2. Description of the Prior Art
A centrifuge rotor is a relatively massive member used within a centrifuge instrument to expose a liquid sample to a centrifugal force field. The rotor is provided with a plurality of cavities in which containers carrying the liquid sample are received. The rotor has a central, axial mounting recess provided therein, whereby the rotor may be mounted to a shaft extending from a source of motive energy.
The possibility exists that, in use, the rotor may break apart due either to i) fatigue failure of the rotor material, ii, the imposition of excessive centrifugally induced stresses when the rotor is rotated past its predetermined rated speed (overspeed failure), or iii) failure from the accumulated effects of corrosion caused by sample spillage. A failure produces a number of rotor fragments each of which carries a portion of the kinetic energy of the rotor. A containment system is provided in the centrifuge instrument in order to contain the resultant rotor fragments within the confines of the instrument, thus avoiding damage to people and/or property.
The size of the fragments usually depends upon the cause of the rotor failure. In a rotor failure caused by corrosion, for example, the fragments are relatively small, because the region of the rotor affected by corrosion is the sample receiving cavity near the rotor periphery. Rotor failure caused by fatigue or overspeed may be more severe.
The most severe form of rotor failure is a so-called "bi-hub" failure, in which the rotor breaks into two relatively massive fragments. The origin of the failure in a bi-hub failure is usually in the vicinity of the rotor mounting recess. In such a failure, although the containment system is designed to contain the fragments within the instrument, the impact of the fragments may cause movement of the instrument in the laboratory.

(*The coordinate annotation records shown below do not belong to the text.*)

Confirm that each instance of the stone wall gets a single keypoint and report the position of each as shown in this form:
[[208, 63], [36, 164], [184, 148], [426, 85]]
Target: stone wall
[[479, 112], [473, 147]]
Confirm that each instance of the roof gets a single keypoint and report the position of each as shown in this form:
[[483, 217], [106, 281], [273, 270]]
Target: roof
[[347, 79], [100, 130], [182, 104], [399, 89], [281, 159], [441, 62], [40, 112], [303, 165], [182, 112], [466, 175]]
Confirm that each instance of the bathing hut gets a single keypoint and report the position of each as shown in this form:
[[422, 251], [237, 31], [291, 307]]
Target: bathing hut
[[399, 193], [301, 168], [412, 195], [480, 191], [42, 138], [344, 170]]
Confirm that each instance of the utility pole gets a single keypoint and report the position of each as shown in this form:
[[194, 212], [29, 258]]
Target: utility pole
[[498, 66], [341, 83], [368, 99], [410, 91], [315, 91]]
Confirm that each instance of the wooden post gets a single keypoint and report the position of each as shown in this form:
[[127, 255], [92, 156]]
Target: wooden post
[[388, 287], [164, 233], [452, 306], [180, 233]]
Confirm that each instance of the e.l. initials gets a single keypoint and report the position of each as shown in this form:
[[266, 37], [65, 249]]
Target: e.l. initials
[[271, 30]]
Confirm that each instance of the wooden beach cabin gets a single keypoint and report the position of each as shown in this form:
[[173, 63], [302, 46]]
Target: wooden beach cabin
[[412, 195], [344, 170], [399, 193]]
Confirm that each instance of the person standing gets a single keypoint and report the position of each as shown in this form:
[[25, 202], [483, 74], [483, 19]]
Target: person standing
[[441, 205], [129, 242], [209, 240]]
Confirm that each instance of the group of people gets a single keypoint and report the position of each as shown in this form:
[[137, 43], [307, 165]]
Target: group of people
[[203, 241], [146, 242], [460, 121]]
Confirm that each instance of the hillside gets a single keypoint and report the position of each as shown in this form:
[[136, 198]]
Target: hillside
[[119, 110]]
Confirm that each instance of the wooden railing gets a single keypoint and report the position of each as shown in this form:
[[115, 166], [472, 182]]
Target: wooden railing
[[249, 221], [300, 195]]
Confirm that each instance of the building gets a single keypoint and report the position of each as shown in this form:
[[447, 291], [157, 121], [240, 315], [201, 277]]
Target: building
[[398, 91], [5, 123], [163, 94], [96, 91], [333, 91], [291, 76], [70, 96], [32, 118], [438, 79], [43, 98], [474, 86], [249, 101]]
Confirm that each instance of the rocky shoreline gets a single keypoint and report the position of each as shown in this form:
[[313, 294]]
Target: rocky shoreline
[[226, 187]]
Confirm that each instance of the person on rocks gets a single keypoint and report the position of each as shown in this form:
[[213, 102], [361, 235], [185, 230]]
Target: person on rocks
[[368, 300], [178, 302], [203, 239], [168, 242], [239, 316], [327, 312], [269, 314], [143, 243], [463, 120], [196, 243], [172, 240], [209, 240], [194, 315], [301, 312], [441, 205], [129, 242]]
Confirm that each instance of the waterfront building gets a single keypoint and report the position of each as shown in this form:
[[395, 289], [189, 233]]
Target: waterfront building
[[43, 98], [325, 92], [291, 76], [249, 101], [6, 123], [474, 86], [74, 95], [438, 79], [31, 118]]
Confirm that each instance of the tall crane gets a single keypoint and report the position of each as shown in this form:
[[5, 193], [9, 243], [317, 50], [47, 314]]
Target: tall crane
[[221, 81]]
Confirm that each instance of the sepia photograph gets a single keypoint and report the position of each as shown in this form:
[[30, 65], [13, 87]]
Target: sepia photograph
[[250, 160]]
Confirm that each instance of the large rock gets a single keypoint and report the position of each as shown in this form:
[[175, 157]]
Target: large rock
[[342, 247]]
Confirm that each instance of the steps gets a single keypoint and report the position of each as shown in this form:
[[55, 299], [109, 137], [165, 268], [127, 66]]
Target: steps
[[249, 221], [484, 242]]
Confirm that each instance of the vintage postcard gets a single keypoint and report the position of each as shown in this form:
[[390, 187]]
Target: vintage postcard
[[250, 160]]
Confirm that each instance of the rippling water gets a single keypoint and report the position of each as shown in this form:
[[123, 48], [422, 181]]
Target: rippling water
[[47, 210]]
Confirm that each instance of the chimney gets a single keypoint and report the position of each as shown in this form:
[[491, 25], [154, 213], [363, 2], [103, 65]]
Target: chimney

Various forms of mechanical arrangements are known which minimize the possibility of rotor failure due to overspeed. One class of overspeed protection arrangement includes a frangible member which fractures when an overspeed condition is imminent to mechanically disconnect the rotor from its source of motive energy. U.S. Pat. Nos. 3,990,633 (Stahl), 4,568,325 (Cheng et al.), 4,753,630 (Romanauskas), 4,753,631 (Romanauskas), the latter two patents being assigned to the assignee of the present invention) are representative of this class of overspeed protection arrangement. Another overspeed protection arrangement generally of this form includes a frangible member which fractures when an overspeed condition is imminent to electrically disconnect the rotor from its source of motive energy. U.S. Pat. No. 3,101,322 (Stallman) is representative of this form of arrangement.
Another known overspeed protection arrangement also uses a frangible element on the rotor which fractures when rotor speed reaches a predetermined value. The fragment so produced causes the rotor to be braked by increasing windage within the chamber in which the rotor is carried or by mechanical friction with the surrounding structure, thereby slowing rotor speed. Representative of this class of overspeed protection arrangement are U.S. Pat. No. 4,693,702 (Carson et al., assigned to the assignee of the present invention), U.S. Pat. No. 4,132,130 (Schneider), 4,509,896 (Linsker), and 4,507,047 (Coons).
Other arrangements are known which minimize the possibility of rotor failure due to fatigue of the material. One form of such a rotor protection arrangement limits the stress produced in the vicinity of the mounting of the rotor to the shaft. U.S. Pat. No. 4,822,330 (Penhasi) is believed exemplary of this class of device. German Patent 3,806,284 (Hirsch) discloses a centrifuge rotor having portions of the undersurface removed to reduce stress in the rotor.
Another alternative to control of the effects of rotor failure is to design a rotating apparatus, as a flywheel, to exhibit predetermined areas of vulnerability of rupture. The area of vulnerability may be defined by regions of weaker material or by stress risers in the material of the flywheel. Thus, in the event of an overspeed, failure will most likely occur in the area of vulnerability, producing a fragment having a predictable mass. U.S. Pat. Nos. 3,662,619 (Seeliger) and 4,111,067 (Hodson) are believed exemplary of this class of device.